Those things would make a German war of agression against Russia impossible after a point. But Russia would never be strong enough to try a war of agression against Germany (or a closely allied Austria), in a war where Germany would still be able to trade with the world.
Why wouldn't it? Sukhomlinov's Great Program was supposed to improve the Russian army to the point that literally everybody before the war on both sides
thought that Russia would be capable of pulling off a massive offensive into eastern Germany and pancaking the Krauts. Furthermore, the Russian military was not a defensive instrument any more than it was an offensive one. Why can it only have succeeded on the defensive and not on the offensive?
Germany would never do this under the Kaiser, they were intent on an imperial sphere in Eastern Europe of a realpolitik/brute force sort, as opposed to killing all the Slavs to Germanize Eastern Europe which is what the second version was about.
I agree, but with the caveat that this war goal only came up after the war actually started. But it definitely drove the way the negotiations went in 1918.
The Russian military had made enormous improvements in logistics and manpower potential since the 1905 Revolution and was in the middle of an improved logistical peacetime manpower coupling that would have given it a peacetime army sufficient to swamp the Germans in the opening offensive, rendering the Schlieffen Plan impossible.
Yeah, the "Great Program". It terrified pretty much everybody in Berlin. By the way, the "Schlieffen Plan" didn't exist.
Eh, the only thing that could help any Russian army is to focus on field artillery and field guns, not fortifications. Germany was prepared in all the right ways for WWI as it developed more than the other powers were, if Russia had put a fraction of the sheer ludicrous quantity of ammunition in the historical forts into actual field guns, the Germans would have needed all their skill to limit Russian incursions into Germany and would never have gotten near Warsaw.
The fortifications weren't a terrible idea by themselves, so long as they were actually used properly. In the event, they weren't; everybody knows the story of the fortress of Novogeorgievsk, which, when captured by the Germans in 1915, contained well over a million artillery shells in its bunkers. Even the lowly Austrians put their fortresses at Lemberg and Przemysl to better use.

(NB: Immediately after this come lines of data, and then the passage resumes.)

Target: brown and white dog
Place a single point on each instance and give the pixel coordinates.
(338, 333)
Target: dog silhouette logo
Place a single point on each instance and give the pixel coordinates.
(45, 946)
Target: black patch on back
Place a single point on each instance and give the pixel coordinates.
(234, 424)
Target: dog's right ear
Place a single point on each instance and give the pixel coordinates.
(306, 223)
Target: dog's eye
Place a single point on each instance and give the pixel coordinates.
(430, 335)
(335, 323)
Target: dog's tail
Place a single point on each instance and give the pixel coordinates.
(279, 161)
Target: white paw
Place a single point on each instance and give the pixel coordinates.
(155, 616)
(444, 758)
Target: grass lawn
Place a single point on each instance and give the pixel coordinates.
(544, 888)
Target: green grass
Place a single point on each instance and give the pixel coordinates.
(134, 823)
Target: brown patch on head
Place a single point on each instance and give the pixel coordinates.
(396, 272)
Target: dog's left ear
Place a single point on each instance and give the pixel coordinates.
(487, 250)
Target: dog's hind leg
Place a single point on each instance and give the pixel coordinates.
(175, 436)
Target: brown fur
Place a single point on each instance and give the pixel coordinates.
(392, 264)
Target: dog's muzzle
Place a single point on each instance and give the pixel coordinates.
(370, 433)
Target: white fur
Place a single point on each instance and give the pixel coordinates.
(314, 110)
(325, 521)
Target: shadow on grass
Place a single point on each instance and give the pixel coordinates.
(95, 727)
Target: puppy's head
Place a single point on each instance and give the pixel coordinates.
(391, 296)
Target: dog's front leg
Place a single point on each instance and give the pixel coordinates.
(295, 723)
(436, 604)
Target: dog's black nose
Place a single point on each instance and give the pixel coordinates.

What Russia's biggest problem was was its army's failure to decide on a single course of action. Some officers wanted to rely on a strategic defensive to take advantage of Russia's terrain and fortress system, a strategy that had excellent precedent in 1812. Others pointed to the French alliance and noted that they were committed to an invasion of Germany. Ultimately, all of Russia's war plans split the difference between these two options, as did Russia's military budget. Furthermore, the Russians, as did the French, failed to distinguish between the tactical defensive or offensive and the strategic defensive or offensive. Nobody seriously considered a offensive-defensive thrust into Germany or Austria, for instance. All of the imagery of the "attack" factions gravitated towards "cold steel" and "bayonet charge". The strategic defensive was usually connected to "artillerists" who preferred to keep the guns inside the fortresses; although there were some young Turks who argued for the field guns, they were few and far between and made no serious impact on budgetary discussions.
The result was something called "institutional surprise", something that crippled the Russians even more than did their failure to complete the Great Program by the start of the war. (It affected the French and Germans as well, but in rather dramatically different ways.) Russia's army was caught in a period of flux, which made it uniquely unprepared for waging war against Germany in the short run.